2. CATHOLIC NONCONFORMISM. Although the voluminous Volume of nonconformism tends towards the spaced Space of
transcendentalism, as from the religious Left to the religious Extreme Left, or
the Son to the Holy Spirit, it should not be inferred that this implies a
special predilection on the part of Protestantism towards
transcendentalism. On the contrary, it
is the nonconformism (prayer) of Catholicism which is
most orientated towards the heavenly Beyond and the possibility, in
consequence, of an extreme left-wing religious alternative to
Christianity. For, despite its
indubitably populist conservatism, Catholicism still opens out, through
prayerful nonconformism, towards a properly spiritual
salvation in the heavenly Beyond, turning its back, in the process, on the
massive-Mass-to-repetitive-Time attraction which leads from the Mother to the
Father in due fundamentalist fashion, the heart duly eclipsing the womb.
3. PROTESTANT NONCONFORMISM. Only an anti-Catholic reductionist
of overly Protestant tendency would seek to reduce Catholicism to a Mass/Time
fatality on the basis of its 'Heathen' populism, overlooking the Volume/Space
relationship which characterizes its properly Christian dimension, a dimension
as nonconformist/transcendentalist as the popular dimension 'lower down' is humanist/fundamentalist. No, such populism does not exclude the truly
Christian alternative but, rather, extends Christianity to the masses, both
male and, especially, female, who would otherwise be overlooked and scorned ...
as, unfortunately, tends to the case with Protestant nonconformism,
particularly in its overly masculine or purgatorial manifestations, as in
Puritanism and Presbyterianism. However
that may be, it is more damaging to exclude the masses from religion than to
embrace them on a 'pseudo-Christian' basis via Mass and Time; for Christianity
is not intended to be a specifically middle-class religion. Yet the 'nonconformism'
of Protestantism does not lead 'over the moon', in a Saturn-oriented bias for
transcendentalist Space but, on the contrary, either remains loyal to the
intellect per
se, as in the strictly voluminous case of Puritanism (the Son), with its
epistolary New-Testament bias towards writing, or 'bovaryizes'
the intellect towards Time, as in the case of the rather more patriarchal Presbyterianism
... with its poetical Old-Testament bias towards reading, or, alternatively,
towards Mass, as in the case of Anglicanism ... with its dramatic bias towards
speaking, so that quasi-emotional (the Father) and quasi-sensual (the Mother)
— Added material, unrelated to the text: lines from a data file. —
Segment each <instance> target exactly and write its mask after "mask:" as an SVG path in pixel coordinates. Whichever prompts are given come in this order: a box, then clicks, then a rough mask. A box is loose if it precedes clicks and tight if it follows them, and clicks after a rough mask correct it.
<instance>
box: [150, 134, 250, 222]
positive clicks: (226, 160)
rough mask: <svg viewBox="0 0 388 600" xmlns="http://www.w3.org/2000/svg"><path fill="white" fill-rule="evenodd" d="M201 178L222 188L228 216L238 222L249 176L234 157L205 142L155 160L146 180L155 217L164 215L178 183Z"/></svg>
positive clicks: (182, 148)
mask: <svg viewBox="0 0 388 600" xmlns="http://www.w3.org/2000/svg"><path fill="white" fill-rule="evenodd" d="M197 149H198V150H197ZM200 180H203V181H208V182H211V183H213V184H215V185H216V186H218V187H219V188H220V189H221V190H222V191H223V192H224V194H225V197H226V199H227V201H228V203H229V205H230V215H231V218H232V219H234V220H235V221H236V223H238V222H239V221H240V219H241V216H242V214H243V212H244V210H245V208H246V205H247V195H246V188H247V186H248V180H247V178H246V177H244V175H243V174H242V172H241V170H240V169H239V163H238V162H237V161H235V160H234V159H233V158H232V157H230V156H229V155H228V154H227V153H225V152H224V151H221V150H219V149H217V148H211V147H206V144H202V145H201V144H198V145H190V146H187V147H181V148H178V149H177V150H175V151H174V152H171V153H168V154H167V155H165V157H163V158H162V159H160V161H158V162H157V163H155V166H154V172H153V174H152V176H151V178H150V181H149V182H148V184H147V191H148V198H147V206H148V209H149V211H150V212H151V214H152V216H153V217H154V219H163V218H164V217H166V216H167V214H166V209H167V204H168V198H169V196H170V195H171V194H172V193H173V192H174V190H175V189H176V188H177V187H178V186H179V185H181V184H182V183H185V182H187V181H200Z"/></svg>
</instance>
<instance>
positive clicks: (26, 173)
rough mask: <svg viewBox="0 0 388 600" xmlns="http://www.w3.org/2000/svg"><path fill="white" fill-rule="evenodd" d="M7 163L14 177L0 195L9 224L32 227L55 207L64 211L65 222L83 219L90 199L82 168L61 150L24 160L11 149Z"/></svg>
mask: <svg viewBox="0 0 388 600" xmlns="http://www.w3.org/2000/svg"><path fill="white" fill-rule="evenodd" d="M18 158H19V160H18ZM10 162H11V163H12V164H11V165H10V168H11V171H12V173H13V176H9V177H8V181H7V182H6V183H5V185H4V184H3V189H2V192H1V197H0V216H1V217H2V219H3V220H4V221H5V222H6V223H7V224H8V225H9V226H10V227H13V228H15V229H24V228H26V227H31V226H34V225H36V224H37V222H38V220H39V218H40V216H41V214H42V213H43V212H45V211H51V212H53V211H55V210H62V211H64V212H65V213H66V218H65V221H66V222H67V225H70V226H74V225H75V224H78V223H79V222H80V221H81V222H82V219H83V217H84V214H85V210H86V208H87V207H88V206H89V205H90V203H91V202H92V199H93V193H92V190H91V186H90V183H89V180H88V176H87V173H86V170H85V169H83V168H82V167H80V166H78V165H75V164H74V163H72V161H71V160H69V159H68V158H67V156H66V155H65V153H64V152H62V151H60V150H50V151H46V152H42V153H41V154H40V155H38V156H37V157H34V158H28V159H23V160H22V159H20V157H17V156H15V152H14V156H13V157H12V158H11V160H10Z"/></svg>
modes of intellectual devotion tend to be the prevailing norms, and things
either remain at an overworldly/netherworldly remove
from the possibility of spiritual salvation or, worse again, 'bog down' in the
World, where they tend to glorify what is Heathen to the detriment of all that
is Christian, the dramatic taking precedence, through the Mother, over the
poetic and the epistolary, as in the strictly Anglican mode of nonconformism. Only
the quasi-spiritual 'bovaryization' of the intellect
through prayer actually leads the mind towards spaced Space, and this tends to
be the mode of nonconformism one would most readily
associate with Catholicism, which is arguably more mindful of the Beyond than
its superficially more nonconformist detractors would allow!
4. UNIVERSALITY OF ETERNAL LIFE. Yet, that said, there is still a significant
distinction between the 'spirituality' of the grave and the spirituality, or,
rather, universality, of Eternal Life ... the other side of Christendom, as
espoused by me with regard to 'Kingdom Come'.
This latter is not so much beyond prayer/contemplation in the cerebral
afterlife of the grave ... as antithetical to emotionality in the meditative
calm of pure transcendentalism, which is as religiously extreme left wing as it
is possible to be, the joyful liberation of the noumenally
saved spirit in the holiness of universal Heaven.